長野県諏訪市にこのほど、観光振興を目指す新たな組織「諏訪市観光産業活性会議」が誕生した。諏訪市、市観光協会、諏訪湖温泉旅館組合、諏訪商工会議所の4団体が参加。2012年までの5カ年をかけて体験プログラムを確立するのが目的。体験プログラムを新たな魅力として打ち出し、滞在型観光を促進、リピーターの確保につなげたい考えだ。
活性会議の会長には山田勝文・諏訪市長が就任。事業を具体的に推進する実行委員会の委員長には、「浜の湯」の松坂雄一副社長が就いた。9月末までに地域全体の構想を示すグランドデザインと、具体策を掲げるアクションプランを策定する。
今年11月には、体験プログラムなどの有効性を検証するため、大分県の別府八湯温泉博覧会(オンパク)の手法を用いた「諏訪版オンパク」を試験的に開催する。諏訪湖周辺の岡谷市、下諏訪町とも連携し、1週間程度の開催期間で15の体験プログラムを展開する予定。

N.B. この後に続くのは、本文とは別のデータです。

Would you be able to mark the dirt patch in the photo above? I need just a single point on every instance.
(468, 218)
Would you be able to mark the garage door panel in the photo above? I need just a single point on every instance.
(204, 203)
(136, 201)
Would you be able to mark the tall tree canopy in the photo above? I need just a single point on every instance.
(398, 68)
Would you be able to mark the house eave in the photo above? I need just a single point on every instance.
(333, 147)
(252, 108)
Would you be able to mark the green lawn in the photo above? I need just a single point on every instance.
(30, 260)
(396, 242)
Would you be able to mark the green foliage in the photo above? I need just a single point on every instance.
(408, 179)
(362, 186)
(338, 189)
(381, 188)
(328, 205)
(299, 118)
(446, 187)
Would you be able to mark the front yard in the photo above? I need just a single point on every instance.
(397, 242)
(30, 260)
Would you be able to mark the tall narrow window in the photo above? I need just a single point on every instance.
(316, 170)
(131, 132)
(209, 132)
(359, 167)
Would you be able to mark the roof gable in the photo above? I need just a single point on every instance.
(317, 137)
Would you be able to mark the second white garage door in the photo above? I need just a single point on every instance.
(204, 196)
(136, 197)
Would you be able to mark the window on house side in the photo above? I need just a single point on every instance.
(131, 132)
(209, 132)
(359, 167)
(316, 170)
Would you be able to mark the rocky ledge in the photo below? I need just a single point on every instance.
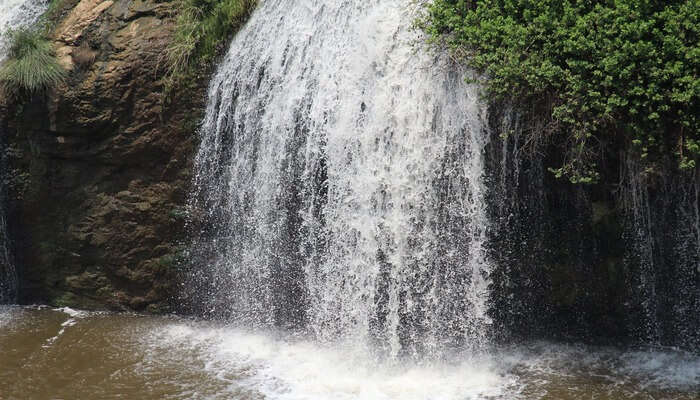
(100, 165)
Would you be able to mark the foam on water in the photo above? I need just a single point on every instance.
(284, 368)
(296, 369)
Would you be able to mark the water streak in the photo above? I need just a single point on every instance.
(13, 14)
(339, 180)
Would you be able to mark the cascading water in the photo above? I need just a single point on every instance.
(13, 14)
(339, 181)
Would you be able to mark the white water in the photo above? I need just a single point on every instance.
(340, 170)
(13, 14)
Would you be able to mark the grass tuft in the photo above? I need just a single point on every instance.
(203, 27)
(31, 65)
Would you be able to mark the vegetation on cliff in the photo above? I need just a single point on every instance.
(586, 75)
(31, 65)
(202, 28)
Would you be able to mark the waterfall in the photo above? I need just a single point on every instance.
(662, 260)
(13, 14)
(339, 182)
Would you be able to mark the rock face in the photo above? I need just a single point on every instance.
(101, 164)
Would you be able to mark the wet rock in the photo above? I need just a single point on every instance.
(104, 163)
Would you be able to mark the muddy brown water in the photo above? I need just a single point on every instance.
(66, 354)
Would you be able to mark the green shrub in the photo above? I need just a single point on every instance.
(202, 27)
(31, 65)
(586, 75)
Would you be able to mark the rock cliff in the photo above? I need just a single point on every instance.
(100, 165)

このほか観光客の囲い込みや旅行会社を通じた情報発信強化のための事業に取り組む。観光客の囲い込みでは、観光客も滞在中は「住民」と考える発想に基づいて「観光住民票」という制度を作って顧客を登録、ウェブサイトなどを介した情報発信に活用する。旅行会社を通じた情報発信では、これまでの画一的な宣伝のあり方を見直し、戦略的な誘客活動を目指す。

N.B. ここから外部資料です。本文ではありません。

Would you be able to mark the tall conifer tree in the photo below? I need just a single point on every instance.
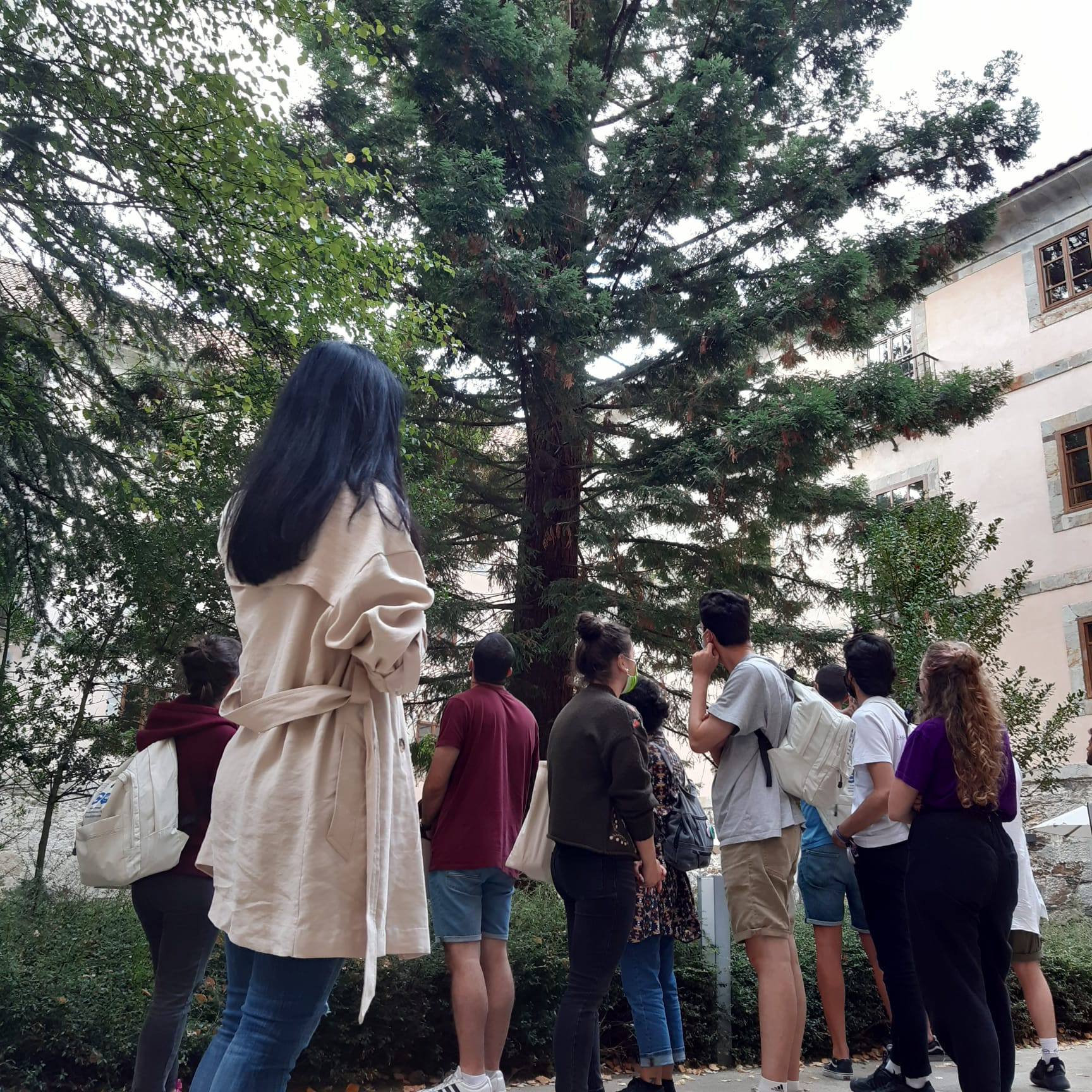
(705, 190)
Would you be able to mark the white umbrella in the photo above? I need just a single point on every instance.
(1076, 823)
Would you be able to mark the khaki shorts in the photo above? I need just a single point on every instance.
(758, 885)
(1027, 947)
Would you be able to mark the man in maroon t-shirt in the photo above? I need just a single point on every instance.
(473, 805)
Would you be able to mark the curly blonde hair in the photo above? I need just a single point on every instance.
(957, 688)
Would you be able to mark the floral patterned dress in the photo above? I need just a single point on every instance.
(670, 912)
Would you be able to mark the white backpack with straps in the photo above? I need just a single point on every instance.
(815, 761)
(130, 828)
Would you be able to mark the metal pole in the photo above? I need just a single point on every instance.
(717, 939)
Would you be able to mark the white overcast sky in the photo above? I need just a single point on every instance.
(963, 35)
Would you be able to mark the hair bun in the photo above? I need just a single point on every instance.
(967, 658)
(589, 626)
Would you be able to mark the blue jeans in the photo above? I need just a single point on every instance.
(648, 976)
(273, 1006)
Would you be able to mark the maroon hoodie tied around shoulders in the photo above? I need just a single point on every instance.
(200, 736)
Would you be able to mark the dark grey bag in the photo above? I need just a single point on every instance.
(688, 835)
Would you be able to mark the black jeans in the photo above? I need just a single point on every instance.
(600, 897)
(174, 912)
(961, 888)
(882, 877)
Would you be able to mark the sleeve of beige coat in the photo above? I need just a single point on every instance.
(380, 617)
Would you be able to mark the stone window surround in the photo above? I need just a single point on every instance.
(930, 473)
(1027, 247)
(1038, 316)
(1060, 520)
(1071, 617)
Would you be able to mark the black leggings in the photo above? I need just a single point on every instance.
(600, 897)
(961, 888)
(882, 874)
(174, 912)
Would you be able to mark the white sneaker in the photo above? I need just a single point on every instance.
(459, 1083)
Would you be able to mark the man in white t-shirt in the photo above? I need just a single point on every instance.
(879, 847)
(758, 825)
(1050, 1072)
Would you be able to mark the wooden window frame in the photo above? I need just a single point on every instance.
(1084, 636)
(1067, 486)
(922, 481)
(1045, 301)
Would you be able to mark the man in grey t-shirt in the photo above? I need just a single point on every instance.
(758, 825)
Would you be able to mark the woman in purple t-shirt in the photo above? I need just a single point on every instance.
(961, 875)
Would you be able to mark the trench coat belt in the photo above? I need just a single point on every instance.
(276, 710)
(300, 705)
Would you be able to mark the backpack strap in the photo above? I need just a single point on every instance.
(763, 753)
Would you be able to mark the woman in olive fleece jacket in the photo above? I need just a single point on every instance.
(602, 823)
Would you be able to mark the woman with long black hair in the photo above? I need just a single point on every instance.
(313, 846)
(961, 871)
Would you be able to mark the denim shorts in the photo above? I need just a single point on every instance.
(827, 882)
(471, 904)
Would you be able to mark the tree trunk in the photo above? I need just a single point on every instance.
(549, 544)
(47, 822)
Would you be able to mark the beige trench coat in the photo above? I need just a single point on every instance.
(313, 844)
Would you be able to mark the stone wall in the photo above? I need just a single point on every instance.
(1063, 866)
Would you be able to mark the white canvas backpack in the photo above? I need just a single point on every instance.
(815, 761)
(130, 829)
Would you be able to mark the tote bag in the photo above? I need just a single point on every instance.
(130, 828)
(533, 849)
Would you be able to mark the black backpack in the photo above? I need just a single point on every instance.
(688, 835)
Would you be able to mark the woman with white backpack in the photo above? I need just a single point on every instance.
(173, 907)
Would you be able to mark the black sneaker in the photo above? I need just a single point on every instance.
(880, 1081)
(1050, 1075)
(839, 1069)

諏訪商工会議所の堀内義彦専務理事は「情報発信と受け入れ、両面から取り組みたい。旅行者のニーズが多様化する中で、個人客に向けて、あるいは旅行会社に向けて戦略的な誘客策を立案するのと同時に、時間消費型で宿泊につながる新しい観光プログラムを構築したい」と話している。